Woher kommt das Material?

Mag die Zugabe von Recyclingmaterial zwar keine Veränderung an der herkömmlichen, umweltschonenden Produktion erfordern, so sind die vorgelagerten Prozesse jedoch umso komplexer. „Das beginnt schon bei der Beschaffung des Materials“, erinnert sich Anke Warnck, Chemieingenieurin beim KS-Hersteller Cirkel. Hier ist sie gemeinsam mit Prokurist Dr.

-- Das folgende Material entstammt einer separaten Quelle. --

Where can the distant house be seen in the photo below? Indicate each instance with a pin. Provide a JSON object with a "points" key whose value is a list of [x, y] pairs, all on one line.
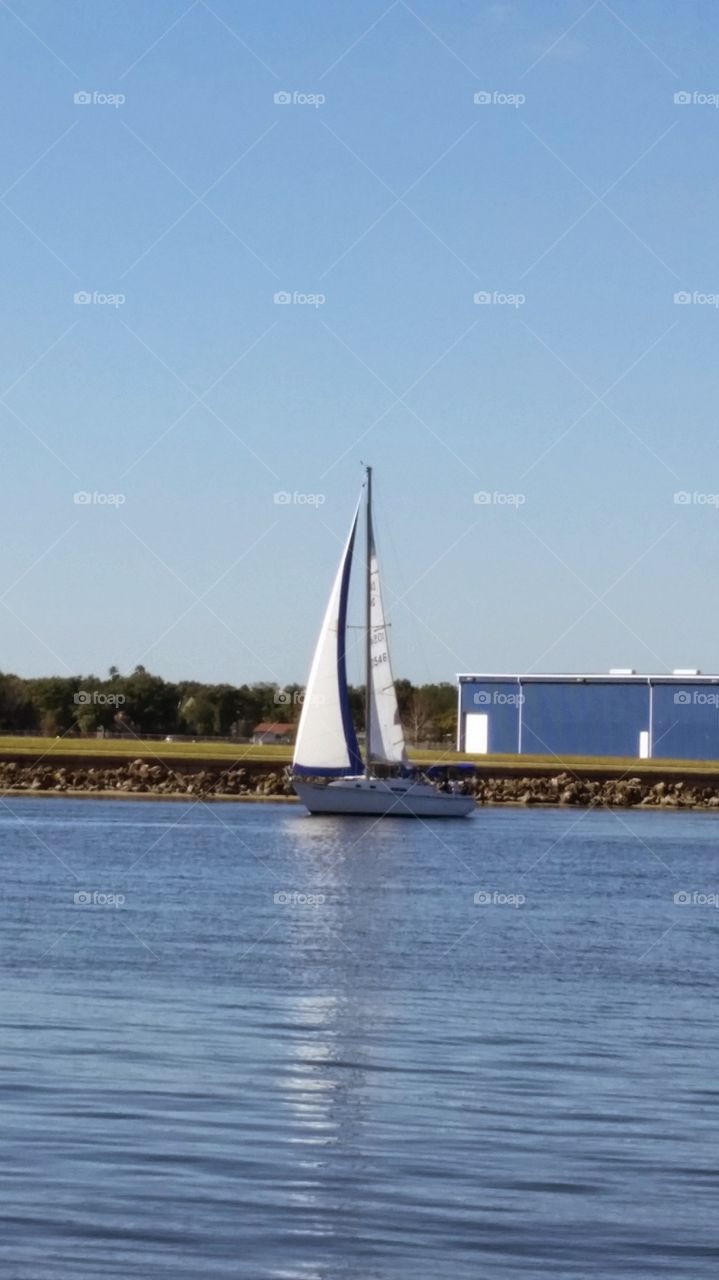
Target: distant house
{"points": [[269, 731]]}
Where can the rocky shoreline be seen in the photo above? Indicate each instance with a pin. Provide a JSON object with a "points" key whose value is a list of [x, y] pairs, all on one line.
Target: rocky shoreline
{"points": [[151, 780]]}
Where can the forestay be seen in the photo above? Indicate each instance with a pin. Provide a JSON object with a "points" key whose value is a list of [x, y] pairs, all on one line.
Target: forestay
{"points": [[326, 743]]}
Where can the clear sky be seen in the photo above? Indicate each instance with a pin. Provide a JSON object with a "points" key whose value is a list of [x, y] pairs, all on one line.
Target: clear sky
{"points": [[581, 197]]}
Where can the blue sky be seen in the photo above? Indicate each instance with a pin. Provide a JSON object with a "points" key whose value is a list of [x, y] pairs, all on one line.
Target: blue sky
{"points": [[581, 190]]}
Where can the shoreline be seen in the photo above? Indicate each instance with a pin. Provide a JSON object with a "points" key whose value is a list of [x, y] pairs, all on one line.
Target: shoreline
{"points": [[489, 785]]}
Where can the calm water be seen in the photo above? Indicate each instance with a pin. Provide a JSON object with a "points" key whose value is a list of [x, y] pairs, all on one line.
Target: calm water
{"points": [[301, 1048]]}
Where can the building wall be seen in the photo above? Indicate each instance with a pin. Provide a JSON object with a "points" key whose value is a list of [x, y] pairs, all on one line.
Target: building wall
{"points": [[686, 721], [590, 716], [584, 718]]}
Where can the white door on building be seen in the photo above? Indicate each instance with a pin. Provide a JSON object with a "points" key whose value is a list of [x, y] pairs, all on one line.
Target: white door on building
{"points": [[476, 734]]}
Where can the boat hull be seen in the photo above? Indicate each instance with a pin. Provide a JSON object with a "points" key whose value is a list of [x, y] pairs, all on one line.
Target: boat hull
{"points": [[375, 798]]}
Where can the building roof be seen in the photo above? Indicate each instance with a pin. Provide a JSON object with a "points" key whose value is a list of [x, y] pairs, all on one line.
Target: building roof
{"points": [[671, 677]]}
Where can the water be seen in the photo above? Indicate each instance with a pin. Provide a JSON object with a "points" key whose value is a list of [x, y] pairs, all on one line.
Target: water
{"points": [[370, 1077]]}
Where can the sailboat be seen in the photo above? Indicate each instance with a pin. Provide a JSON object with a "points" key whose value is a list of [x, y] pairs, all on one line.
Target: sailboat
{"points": [[328, 772]]}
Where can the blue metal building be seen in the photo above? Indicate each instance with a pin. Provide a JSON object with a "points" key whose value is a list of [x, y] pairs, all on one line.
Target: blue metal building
{"points": [[622, 714]]}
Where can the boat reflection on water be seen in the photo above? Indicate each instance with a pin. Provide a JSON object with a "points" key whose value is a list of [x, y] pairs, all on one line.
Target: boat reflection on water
{"points": [[330, 1063]]}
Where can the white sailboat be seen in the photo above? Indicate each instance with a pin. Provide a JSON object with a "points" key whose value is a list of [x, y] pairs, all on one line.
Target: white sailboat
{"points": [[328, 771]]}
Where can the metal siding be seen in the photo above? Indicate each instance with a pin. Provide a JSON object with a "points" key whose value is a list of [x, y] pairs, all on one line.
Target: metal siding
{"points": [[577, 718], [686, 721], [497, 699]]}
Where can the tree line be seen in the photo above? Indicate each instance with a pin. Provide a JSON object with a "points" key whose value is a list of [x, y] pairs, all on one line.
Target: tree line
{"points": [[146, 704]]}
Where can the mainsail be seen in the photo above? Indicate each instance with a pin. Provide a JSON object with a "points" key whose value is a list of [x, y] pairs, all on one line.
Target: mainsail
{"points": [[387, 739], [326, 743]]}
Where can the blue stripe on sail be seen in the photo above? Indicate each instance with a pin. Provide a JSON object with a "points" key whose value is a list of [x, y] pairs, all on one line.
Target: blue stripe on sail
{"points": [[349, 735]]}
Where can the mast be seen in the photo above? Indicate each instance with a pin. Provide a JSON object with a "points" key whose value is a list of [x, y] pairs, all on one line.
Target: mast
{"points": [[369, 638]]}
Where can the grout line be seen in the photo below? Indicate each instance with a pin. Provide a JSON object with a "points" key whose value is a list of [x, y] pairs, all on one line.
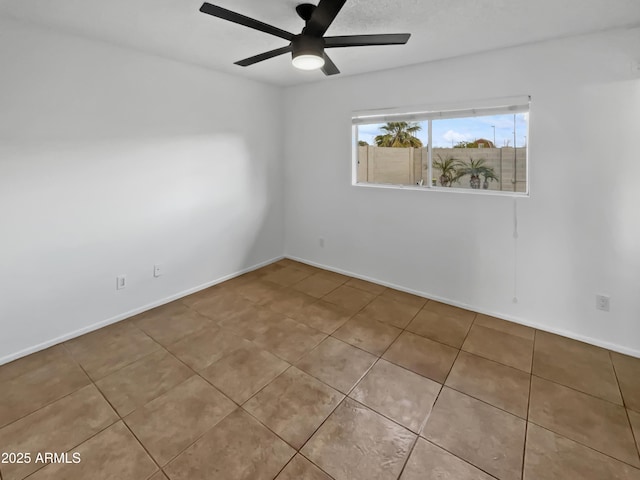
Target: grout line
{"points": [[585, 445], [409, 453], [119, 419], [526, 423], [578, 391], [626, 409], [125, 423], [459, 458]]}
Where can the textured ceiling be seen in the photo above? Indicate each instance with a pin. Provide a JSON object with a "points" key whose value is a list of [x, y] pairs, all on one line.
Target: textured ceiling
{"points": [[439, 28]]}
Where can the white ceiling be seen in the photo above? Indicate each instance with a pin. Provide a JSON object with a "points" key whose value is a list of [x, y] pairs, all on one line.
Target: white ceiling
{"points": [[439, 28]]}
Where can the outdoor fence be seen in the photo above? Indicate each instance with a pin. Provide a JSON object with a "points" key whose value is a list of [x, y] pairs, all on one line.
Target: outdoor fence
{"points": [[409, 166]]}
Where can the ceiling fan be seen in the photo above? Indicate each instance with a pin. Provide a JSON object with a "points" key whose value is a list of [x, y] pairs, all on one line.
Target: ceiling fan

Holger Müller für das erste Pilotprojekt verantwortlich, in dessen Rahmen das Unternehmen Erfahrungen für die Entwicklung einer funktionierenden Kreislaufwirtschaft sammeln möchte. „Wir selbst haben gar keine Übersicht darüber, wo ein Gebäude beziehungsweise Kalksandsteinwände zurückgebaut werden. Deshalb sind interdisziplinäre Allianzen wie beispielsweise die Partnerschaft zwischen KS-Original und Concular umso wertvoller“, erklärt sie. Seit 2020 setzt sich das Berliner Unternehmen Concular für die Entwicklung zirkulärer Materialströme auf Gebäudeebene ein und unterstützt seine Partner bei der Materialbeschaffung sowie der Etablierung von Kreislaufstrukturen. So auch im Falle der Cirkel GmbH & Co. KG, auf die das Team von Concular mit einem konkreten Pilotprojekt auf dem Campus der Technischen Universität Dortmund zukam. Die hier befindliche Zentralbibliothek aus dem Jahr 1976 war aus energetischer Sicht ineffizient und eine Ertüchtigung unwirtschaftlich. Bis 2029 soll sie daher durch einen Neubau ersetzt werden. Dieser soll nicht nur den energetischen Anforderungen, sondern auch dem zeitlichen Wandel einer Bibliothek Rechnung tragen, die zunehmend an Bedeutung als Lern- und Begegnungsort gewinnt, während die Regalmeter für Bücher kontinuierlich schrumpfen. Darüber hinaus lautete die Vorgabe des Bauherrn, dem Bau- und Liegenschaftsbetrieb NRW, die im Bestand befindlichen Baustoffe auf Wiederverwertbarkeit und Weiterverwendung zu prüfen.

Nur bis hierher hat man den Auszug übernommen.